Jan 07, 2012 01:55
It's close to three AM when he finally climbs into his truck. He's exhausted, dirty, and knows he smells like at least three different levels of hell. His face is swollen - he hasn't looked in a mirror yet but the way the federale's fist connected with his face he knows he's got a monster of a bruise.
He hadn't expected it to go down like this, but ops like this are also about improvisation and today he'd had to improv. Today he'd had to go along after hooking up with the cell, flying blind after his wire had been cut by a jamming signal. Using his credentials, they'd made their way across the border into Mexico, flying down past the agents, down dirt roads that twisted and turned and took them into the darkest border town alleys that actually scared him. As they'd stepped from the truck Davis was driving, he had to step over the decaying body of a girl barely older than Kelly had been when she died. It took control he wasn't sure he possessed to not turn tail and vomit. But he was a good marine and fell into the role, following his group through to their contacts - three Federales and one turncoat marine, armed to the teeth, all waiting for their supplies of (bugged) weapons. He stood guard, gun in hand, while the deal went down.

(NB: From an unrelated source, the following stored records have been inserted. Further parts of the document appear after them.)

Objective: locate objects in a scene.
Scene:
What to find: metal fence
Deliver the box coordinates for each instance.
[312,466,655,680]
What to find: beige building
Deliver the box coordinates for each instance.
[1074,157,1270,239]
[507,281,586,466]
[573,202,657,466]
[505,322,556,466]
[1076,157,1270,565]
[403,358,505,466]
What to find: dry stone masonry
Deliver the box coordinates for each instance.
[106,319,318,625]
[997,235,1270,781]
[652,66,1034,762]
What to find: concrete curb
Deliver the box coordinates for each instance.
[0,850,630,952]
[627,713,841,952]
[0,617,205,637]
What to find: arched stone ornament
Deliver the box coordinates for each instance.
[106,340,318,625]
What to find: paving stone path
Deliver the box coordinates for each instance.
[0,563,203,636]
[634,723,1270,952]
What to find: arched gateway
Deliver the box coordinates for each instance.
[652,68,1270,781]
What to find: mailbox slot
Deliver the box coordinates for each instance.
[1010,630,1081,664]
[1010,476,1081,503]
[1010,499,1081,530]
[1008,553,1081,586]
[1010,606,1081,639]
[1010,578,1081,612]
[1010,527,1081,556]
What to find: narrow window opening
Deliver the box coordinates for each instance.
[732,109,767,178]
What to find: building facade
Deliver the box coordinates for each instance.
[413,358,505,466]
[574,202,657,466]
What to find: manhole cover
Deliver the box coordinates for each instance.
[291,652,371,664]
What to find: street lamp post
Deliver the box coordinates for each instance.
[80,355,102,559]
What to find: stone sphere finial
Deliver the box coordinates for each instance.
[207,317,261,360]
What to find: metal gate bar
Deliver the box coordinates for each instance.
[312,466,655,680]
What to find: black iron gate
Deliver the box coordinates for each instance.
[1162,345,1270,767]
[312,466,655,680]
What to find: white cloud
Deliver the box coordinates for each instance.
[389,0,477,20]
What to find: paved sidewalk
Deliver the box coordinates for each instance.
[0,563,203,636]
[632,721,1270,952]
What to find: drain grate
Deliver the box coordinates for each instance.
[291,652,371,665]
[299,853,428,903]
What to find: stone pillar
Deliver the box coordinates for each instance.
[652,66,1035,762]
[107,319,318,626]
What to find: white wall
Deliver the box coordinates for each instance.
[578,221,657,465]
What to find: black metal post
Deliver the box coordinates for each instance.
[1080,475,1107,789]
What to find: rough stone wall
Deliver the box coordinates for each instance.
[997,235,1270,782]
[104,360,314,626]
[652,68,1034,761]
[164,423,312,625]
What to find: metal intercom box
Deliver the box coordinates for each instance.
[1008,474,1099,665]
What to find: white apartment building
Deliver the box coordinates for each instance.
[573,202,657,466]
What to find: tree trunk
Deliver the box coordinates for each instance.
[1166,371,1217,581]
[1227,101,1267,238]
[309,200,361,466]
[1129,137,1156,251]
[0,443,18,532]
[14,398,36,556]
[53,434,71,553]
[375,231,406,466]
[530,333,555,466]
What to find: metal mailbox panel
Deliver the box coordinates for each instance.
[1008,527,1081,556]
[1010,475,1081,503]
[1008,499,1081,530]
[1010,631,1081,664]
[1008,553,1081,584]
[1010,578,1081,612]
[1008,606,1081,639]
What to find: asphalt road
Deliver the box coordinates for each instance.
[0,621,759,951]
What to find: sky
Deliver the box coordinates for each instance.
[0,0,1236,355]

It should have been easy, but ops never were and the Federales didn't like the way he looked. The turncoat smelled a rat and what Gibbs remembered was the fist connecting with his face while he was put through a loyalty test that made the hazing of the marines feel like a comforting memory. He was sure some rib was cracked and he'd rebroken a finger. God, he and Heather were just a fine mess. When one of the Federales pulled a gun out to test, he'd aimed it right between Gibbs' eyes and he'd spent thirty seconds putting up a good front all the while praying that he'd kissed Heather goodbye enough that morning and hoping that she and Jen would find some peace together again after he was gone. But the bullets sprayed around him and he didn't flinch, even when the gravel popped up and cut through his pants, slicing into his skin.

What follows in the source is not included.